The New York Times calls the Methodist schism “a calamitous decline for the broader tradition of mainline Protestantism, which once dominated the American religious, social and cultural landscape.” But the truth is that the United Methodist Church made a decision to become more affirming and accepting. Maybe the story should not be focused so much on the one-quarter of churches that chose to depart so that they could continue to disenfranchise LGBTQ+ people in their congregations and communities. The focus should be on the three-quarters of churches that stayed.
The decisions the United Methodist Church is now making have already been faced by dozens of mainline Protestant denominations. A great many of them have settled on a position that’s more accepting of the role of LGBTQ+ members in the church, and supportive of their unions—including marriage. That’s the position of the United Church of Christ, the Presbyterian Church, the Episcopal Church, the Evangelical Lutheran Church, and many others. And yes, several, if not all, of those denominations lost conservative congregations when they decided to drop old prejudices and accept their members for who they are, but this movement has not been all in one direction.
Almost three decades ago, conservatives schemed together to take over the Southern Baptist Convention, using what was generally considered a dry annual meeting over policy to engineer a takeover that ended with demanding each church adhere to a strict set of conservative beliefs. Thousands of churches left the denomination, forming more moderate denominations, such as the Alliance of Baptists, that are far more supportive of LGBTQ+ rights. The SBC continues to bleed hundreds of churches a year even as it tries to drag its members ever more to the right.
Here’s what one opinion piece in Baptist News Global had to say about conservatives celebrating the anniversary of their takeover.
For at least 25 years, leaders of this movement have led the SBC without serious opposition.

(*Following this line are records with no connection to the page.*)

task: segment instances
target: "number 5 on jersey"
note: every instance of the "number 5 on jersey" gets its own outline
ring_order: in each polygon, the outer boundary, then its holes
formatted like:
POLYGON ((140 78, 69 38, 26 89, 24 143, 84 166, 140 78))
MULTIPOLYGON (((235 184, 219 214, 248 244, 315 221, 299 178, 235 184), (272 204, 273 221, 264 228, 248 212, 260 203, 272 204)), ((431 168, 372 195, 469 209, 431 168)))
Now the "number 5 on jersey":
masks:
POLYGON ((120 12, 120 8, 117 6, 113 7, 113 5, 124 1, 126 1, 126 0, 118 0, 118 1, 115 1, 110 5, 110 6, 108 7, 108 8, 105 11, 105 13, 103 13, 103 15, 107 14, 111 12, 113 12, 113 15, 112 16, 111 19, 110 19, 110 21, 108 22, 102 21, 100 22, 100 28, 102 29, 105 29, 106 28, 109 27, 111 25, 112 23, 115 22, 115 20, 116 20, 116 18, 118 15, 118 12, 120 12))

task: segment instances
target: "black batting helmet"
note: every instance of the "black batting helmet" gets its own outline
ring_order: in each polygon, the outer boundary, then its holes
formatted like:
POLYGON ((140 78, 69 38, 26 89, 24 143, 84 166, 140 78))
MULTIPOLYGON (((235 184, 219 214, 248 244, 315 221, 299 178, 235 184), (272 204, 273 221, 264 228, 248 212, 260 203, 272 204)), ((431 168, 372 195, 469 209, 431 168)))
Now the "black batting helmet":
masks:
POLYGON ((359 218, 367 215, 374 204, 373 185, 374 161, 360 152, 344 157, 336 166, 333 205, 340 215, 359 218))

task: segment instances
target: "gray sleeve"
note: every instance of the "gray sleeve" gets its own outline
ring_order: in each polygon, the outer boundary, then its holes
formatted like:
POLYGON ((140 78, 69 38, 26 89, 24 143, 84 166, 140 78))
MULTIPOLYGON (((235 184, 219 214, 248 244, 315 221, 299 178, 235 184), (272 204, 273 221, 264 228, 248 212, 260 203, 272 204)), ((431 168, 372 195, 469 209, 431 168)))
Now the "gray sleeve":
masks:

“Liberals” are long gone. “Moderates” are long gone as well. Fealty to the 2000 Baptist Faith and Message is the unquestioned norm among SBC leaders, seminary presidents, professors, missionaries, and entity heads.
If the conservative resurgence’s leaders believed getting rid of liberals and moderates would lead to church growth, they clearly were mistaken.
Every religious denomination is struggling, but no group is falling faster than the conservative SBC, which is trying to enforce ever stricter definitions of what it means to be a Christian.
Unfortunately, the media seems to help them. The only time a “Christian perspective” or “protecting the religious rights of Christians” gets mentioned is when it applies to conservative Christians seeking to limit the rights of others.
What Pope Francis and the United Methodist Church leadership did is necessary. There are different opinions in church congregations because, like it or not, church congregations are full of people whose opinions differ. That the decisions of leadership have resulted in the departure of conservative congregations from some denominations may mean that those denominations no longer boast such lengthy rolls, but it’s far from a condemnation of mainstream Christianity or of denominations who are working in good faith—and Faith—to resolve their issues in an open and affirming way.